La conférence-débat organisée à Albertville le 17 novembre 2025 sur les obligations et devoir de réserve des agents territoriaux en période électorale et préélectorale a rencontré un vif succès. Elle était animée par Maître Rolande PLACIDI, Avocat au Barreau de Strasbourg, membre du Conseil de l’ordre des Avocats et spécialiste du droit de la communication publique.
En effet, la question des limites de la liberté d’expression des agents publics, si elle se pose régulièrement, est particulièrement sensible en période préélectorale, à l’approche des élections municipales.
Certes, la liberté d’expression est une liberté fondamentale garantie par la Déclaration des Droits de l’Homme et du Citoyen de 1789 et intégrée dans notre bloc de constitutionnalité – et les fonctionnaires territoriaux et agents publics observent d’ailleurs avec intérêt les débats locaux -, mais cela ne peut les conduire à partager dans n’importe quelles conditions leurs opinions dans la presse locale ou sur les réseaux sociaux.

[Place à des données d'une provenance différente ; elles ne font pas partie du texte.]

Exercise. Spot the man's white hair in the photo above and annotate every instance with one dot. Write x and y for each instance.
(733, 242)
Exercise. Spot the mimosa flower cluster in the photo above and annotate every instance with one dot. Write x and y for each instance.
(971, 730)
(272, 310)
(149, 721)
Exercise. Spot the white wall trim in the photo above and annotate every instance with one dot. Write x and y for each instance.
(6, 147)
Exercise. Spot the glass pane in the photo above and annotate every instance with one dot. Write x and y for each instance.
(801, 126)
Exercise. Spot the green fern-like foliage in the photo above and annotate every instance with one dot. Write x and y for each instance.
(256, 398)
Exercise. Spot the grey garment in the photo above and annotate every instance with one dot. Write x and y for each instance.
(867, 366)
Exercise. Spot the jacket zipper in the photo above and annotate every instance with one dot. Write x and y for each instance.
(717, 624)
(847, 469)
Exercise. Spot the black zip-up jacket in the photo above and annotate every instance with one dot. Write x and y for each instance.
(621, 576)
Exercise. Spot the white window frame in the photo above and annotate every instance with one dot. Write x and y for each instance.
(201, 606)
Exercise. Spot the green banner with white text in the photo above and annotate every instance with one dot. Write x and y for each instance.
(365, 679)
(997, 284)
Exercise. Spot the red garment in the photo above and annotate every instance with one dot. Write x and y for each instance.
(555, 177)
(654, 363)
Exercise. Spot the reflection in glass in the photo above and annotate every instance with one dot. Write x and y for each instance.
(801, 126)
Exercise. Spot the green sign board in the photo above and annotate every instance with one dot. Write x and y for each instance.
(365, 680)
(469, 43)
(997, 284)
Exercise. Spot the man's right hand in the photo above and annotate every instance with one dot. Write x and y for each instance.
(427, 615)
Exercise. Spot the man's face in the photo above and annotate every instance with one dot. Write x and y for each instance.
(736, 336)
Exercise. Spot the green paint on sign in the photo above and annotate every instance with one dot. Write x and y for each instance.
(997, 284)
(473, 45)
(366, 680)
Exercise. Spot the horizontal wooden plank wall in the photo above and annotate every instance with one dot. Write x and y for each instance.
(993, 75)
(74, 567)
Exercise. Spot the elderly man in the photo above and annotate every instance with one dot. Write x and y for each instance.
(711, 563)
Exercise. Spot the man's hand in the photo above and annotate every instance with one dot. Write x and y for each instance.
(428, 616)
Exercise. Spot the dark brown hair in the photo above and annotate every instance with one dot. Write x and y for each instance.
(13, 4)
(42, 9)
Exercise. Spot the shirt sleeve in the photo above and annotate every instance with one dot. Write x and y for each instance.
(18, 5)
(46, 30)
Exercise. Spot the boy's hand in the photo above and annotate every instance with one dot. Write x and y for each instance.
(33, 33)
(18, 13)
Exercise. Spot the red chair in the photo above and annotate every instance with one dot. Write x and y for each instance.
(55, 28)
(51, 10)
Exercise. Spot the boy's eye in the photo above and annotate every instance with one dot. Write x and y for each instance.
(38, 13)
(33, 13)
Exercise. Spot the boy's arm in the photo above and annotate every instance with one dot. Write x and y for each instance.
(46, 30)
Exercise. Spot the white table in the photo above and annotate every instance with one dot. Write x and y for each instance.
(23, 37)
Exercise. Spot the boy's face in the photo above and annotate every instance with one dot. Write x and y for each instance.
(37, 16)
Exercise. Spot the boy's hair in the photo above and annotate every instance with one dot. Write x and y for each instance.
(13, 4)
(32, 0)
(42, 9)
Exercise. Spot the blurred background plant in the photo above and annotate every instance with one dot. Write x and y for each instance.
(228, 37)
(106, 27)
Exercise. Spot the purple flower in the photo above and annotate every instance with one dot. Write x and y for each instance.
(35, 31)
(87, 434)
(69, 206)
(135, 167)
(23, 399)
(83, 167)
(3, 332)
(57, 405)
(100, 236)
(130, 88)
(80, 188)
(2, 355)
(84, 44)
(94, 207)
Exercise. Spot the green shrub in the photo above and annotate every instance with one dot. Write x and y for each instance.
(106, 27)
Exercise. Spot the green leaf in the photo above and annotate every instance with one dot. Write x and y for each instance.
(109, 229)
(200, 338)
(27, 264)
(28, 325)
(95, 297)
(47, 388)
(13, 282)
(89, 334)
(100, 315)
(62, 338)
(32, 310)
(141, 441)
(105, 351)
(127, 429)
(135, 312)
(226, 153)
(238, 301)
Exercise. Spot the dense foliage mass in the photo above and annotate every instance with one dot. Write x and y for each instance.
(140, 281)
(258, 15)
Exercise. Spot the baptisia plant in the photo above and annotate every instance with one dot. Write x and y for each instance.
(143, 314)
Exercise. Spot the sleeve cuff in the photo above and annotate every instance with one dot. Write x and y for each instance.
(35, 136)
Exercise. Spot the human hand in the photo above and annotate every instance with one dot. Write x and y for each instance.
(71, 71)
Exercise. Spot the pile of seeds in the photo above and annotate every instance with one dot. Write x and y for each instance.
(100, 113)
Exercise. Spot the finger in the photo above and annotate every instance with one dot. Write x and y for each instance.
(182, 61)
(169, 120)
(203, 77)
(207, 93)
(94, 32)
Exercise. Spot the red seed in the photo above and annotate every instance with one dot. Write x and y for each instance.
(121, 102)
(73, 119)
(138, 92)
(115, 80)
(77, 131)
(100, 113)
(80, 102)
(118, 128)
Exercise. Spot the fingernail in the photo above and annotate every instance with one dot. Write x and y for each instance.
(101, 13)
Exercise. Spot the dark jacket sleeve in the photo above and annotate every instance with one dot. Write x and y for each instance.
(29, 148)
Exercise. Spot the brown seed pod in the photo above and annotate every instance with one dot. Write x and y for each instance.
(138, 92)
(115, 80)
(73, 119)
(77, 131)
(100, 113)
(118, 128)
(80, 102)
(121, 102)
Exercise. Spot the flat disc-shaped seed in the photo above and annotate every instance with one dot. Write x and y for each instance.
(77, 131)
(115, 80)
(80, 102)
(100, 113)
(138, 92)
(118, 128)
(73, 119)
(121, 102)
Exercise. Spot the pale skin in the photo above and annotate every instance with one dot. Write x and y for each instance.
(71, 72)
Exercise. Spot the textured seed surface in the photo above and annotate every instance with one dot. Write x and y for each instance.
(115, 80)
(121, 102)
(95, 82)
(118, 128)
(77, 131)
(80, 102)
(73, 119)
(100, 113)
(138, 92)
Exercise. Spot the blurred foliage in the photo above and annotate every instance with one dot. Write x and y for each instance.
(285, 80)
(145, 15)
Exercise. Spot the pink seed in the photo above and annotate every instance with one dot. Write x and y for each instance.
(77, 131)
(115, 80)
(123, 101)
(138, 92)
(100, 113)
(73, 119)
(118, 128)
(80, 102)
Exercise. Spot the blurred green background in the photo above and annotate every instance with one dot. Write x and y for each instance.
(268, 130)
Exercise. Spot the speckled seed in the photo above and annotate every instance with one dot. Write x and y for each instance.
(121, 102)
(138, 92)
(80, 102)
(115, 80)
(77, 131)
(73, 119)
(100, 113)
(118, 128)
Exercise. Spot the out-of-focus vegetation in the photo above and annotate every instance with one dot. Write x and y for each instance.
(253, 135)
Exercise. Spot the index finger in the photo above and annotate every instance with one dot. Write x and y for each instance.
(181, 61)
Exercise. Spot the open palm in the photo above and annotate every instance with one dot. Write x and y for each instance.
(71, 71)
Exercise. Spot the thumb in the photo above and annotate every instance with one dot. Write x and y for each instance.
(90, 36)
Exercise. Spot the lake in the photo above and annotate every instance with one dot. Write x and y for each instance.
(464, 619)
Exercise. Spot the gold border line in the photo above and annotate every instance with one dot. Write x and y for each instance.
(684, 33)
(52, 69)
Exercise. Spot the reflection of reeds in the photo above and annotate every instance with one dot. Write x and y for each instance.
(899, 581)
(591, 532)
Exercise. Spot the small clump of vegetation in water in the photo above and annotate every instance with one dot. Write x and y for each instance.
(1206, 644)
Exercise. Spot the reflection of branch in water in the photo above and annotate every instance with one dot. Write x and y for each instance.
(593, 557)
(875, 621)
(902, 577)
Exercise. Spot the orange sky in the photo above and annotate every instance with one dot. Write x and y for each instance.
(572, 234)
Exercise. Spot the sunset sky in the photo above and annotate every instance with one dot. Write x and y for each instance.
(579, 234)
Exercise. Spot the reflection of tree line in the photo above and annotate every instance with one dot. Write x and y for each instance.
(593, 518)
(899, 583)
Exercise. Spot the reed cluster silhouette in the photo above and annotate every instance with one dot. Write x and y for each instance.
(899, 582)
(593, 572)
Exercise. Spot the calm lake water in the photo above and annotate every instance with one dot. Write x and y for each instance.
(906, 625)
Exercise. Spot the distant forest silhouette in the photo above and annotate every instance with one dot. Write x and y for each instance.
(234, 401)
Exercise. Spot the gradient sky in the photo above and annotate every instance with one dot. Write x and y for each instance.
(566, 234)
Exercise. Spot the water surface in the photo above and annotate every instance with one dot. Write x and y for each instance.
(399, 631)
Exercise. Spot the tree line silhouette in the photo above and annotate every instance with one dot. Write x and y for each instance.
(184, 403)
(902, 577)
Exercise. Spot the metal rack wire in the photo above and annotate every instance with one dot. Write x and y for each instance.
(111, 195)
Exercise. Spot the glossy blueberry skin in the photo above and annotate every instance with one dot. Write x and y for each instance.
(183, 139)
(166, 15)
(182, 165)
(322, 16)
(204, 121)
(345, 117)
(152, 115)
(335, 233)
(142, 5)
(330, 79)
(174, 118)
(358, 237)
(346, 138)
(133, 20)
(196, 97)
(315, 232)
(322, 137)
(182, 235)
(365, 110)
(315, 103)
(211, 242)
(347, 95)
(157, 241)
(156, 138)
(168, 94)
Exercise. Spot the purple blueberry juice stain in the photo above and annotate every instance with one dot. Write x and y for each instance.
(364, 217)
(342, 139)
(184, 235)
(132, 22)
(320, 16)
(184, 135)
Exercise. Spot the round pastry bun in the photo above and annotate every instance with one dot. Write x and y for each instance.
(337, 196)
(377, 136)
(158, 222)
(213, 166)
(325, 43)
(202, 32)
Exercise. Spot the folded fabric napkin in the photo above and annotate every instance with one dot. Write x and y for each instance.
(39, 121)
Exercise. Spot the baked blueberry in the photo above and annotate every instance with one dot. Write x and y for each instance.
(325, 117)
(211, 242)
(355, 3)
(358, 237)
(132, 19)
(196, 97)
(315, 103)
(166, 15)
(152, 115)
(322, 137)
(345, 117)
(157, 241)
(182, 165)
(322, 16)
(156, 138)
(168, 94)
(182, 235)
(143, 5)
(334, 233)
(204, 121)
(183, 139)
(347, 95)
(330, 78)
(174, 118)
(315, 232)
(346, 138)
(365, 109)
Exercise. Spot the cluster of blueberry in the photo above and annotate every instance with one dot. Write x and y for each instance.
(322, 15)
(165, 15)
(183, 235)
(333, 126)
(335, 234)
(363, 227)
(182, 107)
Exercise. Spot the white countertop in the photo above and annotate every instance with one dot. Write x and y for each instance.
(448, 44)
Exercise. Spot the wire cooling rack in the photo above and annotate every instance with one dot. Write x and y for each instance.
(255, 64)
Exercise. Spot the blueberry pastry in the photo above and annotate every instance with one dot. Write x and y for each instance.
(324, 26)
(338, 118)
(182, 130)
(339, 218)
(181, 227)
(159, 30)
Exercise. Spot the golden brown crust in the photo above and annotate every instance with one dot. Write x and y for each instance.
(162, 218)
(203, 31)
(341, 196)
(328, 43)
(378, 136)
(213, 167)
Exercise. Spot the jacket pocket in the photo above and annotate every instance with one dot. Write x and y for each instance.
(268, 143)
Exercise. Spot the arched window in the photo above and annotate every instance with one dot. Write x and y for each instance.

Car si les agents territoriaux sont des citoyens à part entière jouissant de leurs droits et libertés politiques, leur participation citoyenne ne saurait toutefois les affranchir de leurs obligations déontologiques, en particulier de leurs devoirs de neutralité et de réserve.
Les fonctionnaires ont des droits de citoyens mais ils ont également des devoirs afin d’assurer l’exemplarité et la crédibilité du service public. C’est une condition essentielle pour concilier engagement personnel et responsabilité professionnelle, tout particulièrement en période préélectorale.
Dans ce contexte, Maître PLACIDI a rappelé les principes fondateurs en la matière au regard de la jurisprudence administrative et a répondu à deux questions essentielles :
- A quelles exigences particulières est soumise la liberté d’expression de l’agent public ?
- Comment concilier la liberté d’opinion et les devoirs de réserve, de loyauté, d’impartialité et de dignité de l’agent public.
Pour répondre à ces questions, Maître PLACIDI a précisé tout d’abord certaines notions juridiques classiques telles que le « devoir de réserve », de « discrétion professionnelle » ou encore de « secret professionnel » qui recouvrent des réalités différentes. Elle a ensuite montré en quoi l’utilisation non maîtrisée des réseaux sociaux a introduit ces dernières années une situation nouvelle avec une forme de confusion de l’espace public et de l’espace privé. Avec tous les risques et conséquences susceptibles d’en résulter pour les agents concernés qui s’exposent dans certains cas à de lourdes sanctions disciplinaires. Pour apprécier la situation, le juge tient compte notamment de la place dans la hiérarchie, des circonstances dans lesquelles le fonctionnaire s’exprime, de la publicité donnée à ses propos selon, par exemple, qu’il s’exprime sur les réseaux sociaux, dans un journal national ou local, ainsi que des formes d’expression (par exemple si des termes injurieux ou outranciers sont utilisés).